Ancak ayrı De Gaulle bir süre sonra, Cezayir konusunda direnmenin Fransaya her alanda büyük kan kaybına mal olacağını gördü ve tam 3 haftalık bir müzakere ile Cezayir’e tam bağımsızlık tanıdı.

Fransa şoka girdi.

Fransız ordusu zorlukla kontrol altında tutulabildi.

Bu büyük tepkinin nedeni, yıllar boyunca kafalara çakılan “Cezayir Fransızdır ve Fransız kalacaktır” sloganları bir canavar yaratmıştı.

Aniden çark edilmesini toplum yıllarca anlayamadı ve hazmedemedi. Ülke paramparça oldu, insanlar sokaklara döküldü.

YAPALIM DA., ÖLÇÜYÜ KAÇIRMAYALIM…

Türk hükümeti şu sıralarda medya aracılığı ile Kıbrıs pazarlığı yapıyor.

Uluslararası diplomaside başvurulan bir yöntemdir.

Elindeki kartların fiyatını arttırıyor.

Bu yaklaşımın ne oranda taktik, ne oranda strateji olduğunu da tam anlamıyla bilemiyoruz.

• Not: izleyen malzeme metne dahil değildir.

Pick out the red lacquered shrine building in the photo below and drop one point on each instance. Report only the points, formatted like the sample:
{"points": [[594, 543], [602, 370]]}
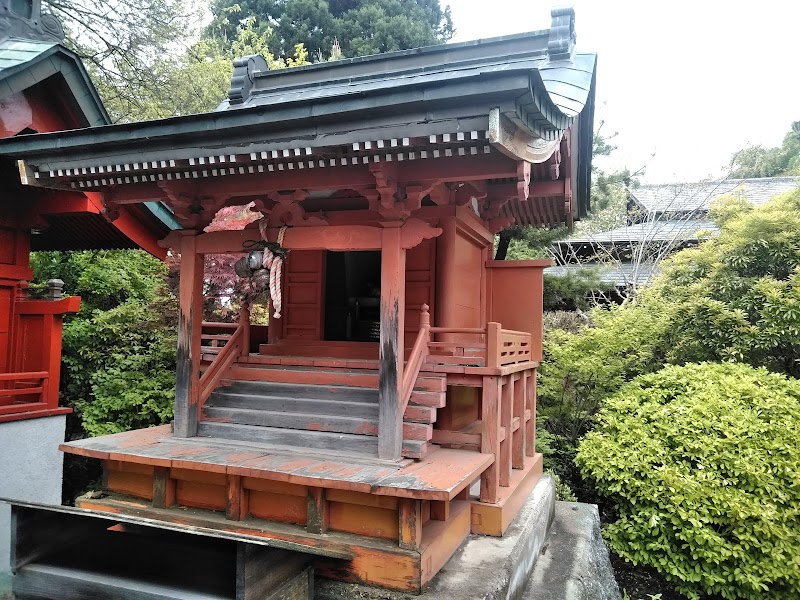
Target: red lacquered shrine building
{"points": [[44, 87], [402, 370]]}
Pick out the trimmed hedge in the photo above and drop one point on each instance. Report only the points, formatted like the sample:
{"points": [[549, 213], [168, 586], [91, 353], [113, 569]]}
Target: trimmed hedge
{"points": [[702, 462]]}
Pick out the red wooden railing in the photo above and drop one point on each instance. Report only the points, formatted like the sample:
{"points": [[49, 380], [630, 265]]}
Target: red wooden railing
{"points": [[416, 359], [503, 358], [24, 392], [506, 347], [236, 344]]}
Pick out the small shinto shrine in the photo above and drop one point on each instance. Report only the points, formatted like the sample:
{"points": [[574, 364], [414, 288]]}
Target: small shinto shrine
{"points": [[390, 410]]}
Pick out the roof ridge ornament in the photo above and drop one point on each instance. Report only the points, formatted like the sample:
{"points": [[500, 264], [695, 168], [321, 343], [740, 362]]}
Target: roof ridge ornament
{"points": [[244, 73], [24, 19], [561, 43]]}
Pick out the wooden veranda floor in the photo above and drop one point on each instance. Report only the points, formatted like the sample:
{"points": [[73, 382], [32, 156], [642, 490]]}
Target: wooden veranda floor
{"points": [[439, 476]]}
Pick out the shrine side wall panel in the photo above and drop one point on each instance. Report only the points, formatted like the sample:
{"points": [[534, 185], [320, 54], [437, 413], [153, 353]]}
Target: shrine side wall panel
{"points": [[420, 285], [467, 294]]}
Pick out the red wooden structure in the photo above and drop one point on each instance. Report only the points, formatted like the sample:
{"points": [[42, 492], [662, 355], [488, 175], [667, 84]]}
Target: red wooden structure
{"points": [[44, 87], [390, 411]]}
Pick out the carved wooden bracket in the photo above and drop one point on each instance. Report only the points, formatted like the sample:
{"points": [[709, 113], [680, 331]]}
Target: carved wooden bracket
{"points": [[288, 211], [472, 189], [109, 211], [497, 225], [523, 180], [192, 208], [415, 231]]}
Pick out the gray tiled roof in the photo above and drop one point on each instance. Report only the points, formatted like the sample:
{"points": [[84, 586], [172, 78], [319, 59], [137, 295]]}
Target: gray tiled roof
{"points": [[15, 52], [691, 197], [617, 274], [652, 231]]}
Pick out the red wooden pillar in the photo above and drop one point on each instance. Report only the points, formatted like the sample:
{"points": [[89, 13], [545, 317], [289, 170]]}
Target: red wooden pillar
{"points": [[190, 325], [390, 377]]}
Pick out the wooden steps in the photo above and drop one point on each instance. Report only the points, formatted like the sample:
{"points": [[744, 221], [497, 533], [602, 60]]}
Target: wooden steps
{"points": [[295, 438], [317, 408]]}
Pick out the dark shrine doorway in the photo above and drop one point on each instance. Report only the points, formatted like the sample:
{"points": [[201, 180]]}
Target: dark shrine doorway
{"points": [[352, 296]]}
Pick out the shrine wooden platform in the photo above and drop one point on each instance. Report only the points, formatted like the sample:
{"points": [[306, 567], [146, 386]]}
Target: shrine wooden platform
{"points": [[399, 521]]}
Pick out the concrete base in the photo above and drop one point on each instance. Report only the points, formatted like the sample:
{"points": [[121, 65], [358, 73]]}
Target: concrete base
{"points": [[484, 568], [574, 562], [31, 470]]}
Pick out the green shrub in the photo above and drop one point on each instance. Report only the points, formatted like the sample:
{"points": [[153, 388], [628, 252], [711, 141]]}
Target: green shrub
{"points": [[118, 359], [702, 463]]}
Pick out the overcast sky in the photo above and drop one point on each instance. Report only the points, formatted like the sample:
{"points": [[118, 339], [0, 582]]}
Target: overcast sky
{"points": [[691, 82]]}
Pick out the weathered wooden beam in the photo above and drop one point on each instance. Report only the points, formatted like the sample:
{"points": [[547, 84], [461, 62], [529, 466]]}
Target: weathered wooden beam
{"points": [[392, 314], [514, 142], [506, 421], [340, 237], [440, 509], [530, 393], [518, 437], [318, 515], [163, 488], [236, 507], [490, 437], [190, 325], [410, 515]]}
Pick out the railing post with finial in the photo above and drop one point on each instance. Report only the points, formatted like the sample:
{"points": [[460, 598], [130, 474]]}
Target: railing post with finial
{"points": [[425, 316], [493, 344], [425, 325], [244, 323]]}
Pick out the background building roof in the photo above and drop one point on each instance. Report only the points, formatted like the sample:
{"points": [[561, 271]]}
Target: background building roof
{"points": [[694, 197]]}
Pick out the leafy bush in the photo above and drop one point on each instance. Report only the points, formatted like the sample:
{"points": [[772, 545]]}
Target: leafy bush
{"points": [[735, 297], [118, 360], [579, 370], [703, 465]]}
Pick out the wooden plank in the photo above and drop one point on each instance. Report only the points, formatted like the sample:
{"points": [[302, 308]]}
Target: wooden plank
{"points": [[439, 476], [390, 376], [431, 399], [420, 414], [236, 508], [457, 438], [296, 420], [519, 435], [441, 539], [163, 488], [262, 572], [190, 317], [417, 431], [417, 449], [490, 437], [494, 519], [188, 521], [440, 510], [318, 376], [318, 516], [320, 440], [362, 499], [278, 507], [530, 426], [506, 421], [410, 519], [373, 521]]}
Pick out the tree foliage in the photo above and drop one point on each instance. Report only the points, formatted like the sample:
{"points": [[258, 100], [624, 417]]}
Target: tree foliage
{"points": [[118, 359], [757, 161], [193, 81], [128, 48], [734, 297], [703, 465], [360, 27]]}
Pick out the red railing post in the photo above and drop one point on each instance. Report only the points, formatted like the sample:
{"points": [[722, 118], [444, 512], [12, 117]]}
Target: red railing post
{"points": [[244, 323], [493, 345]]}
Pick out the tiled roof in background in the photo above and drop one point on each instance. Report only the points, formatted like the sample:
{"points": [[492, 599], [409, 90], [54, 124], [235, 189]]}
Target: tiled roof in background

Sadece tahminlerde bulunabiliyoruz.

Eğer bu bir taktik ise dahi, tehlikeli bir oyun oynandığı inancındayım.

Topluma sadece “Rumlar katildir – Çözümsüzlük durumunda katliam yaşanabilir – Tek amaçları Türk toplumunu yok etmektir” sloganları zerkedildiği taktirde, günün birinde lehimize bir çözüm bulunduğunda ne diyeceğiz?

“Hayır, Rumlar katil değilmiş, iyi insanlarmış” mı denilecek. Topluma inandırılabilecek mi?

İşin kötü yanı, ülke’nin çıkarlarına uygun bir çözümü, böylesine sertleştirilmiş, bağnazlandırılmış bir topluma nasıl benimsetebileceği?

Yarattığımız canavarın esiri olma tehlikesi artmaz mı?

RUMLAR İÇİN DE AYNI TEHLİKE VAR…

Bu tehlike sadece Türk tarafı için geçerli değildir.

Yunanlılar ve Rumlarda aynı hastalıktan müzdaripler.

Onlar da kendi kamuoylarını kışkırtıyorlar.

Türklerin kötülüklerini anlata anlata bitiremiyorlar.

Onlar da kendi canavarlarını yaratmakla meşguller.

Oysa, artık iki tarafında yavaş yavaş tansiyonu düşürme, hiç değilse kin ve nefret aşılayan, korku salan sözcükleri azaltma zamanı gelmiştir.

Tribünlere oynamak, iç politikada puan kazanma yarışı yerine, toplumları hazırlama dönemine girilmelidir.

Çözüm olduğunda, kamuoyları bu şekilde daha kolay ikna edilebilirler.

Çözüm olmaması durumunda da, hiç değlise bölgedeki gerilim “taşınamaz düzeye” çıkmaz.

Tüm taraflar biraz akılcı, biraz da uzun vadeli düşünmek zorunda değiller mi?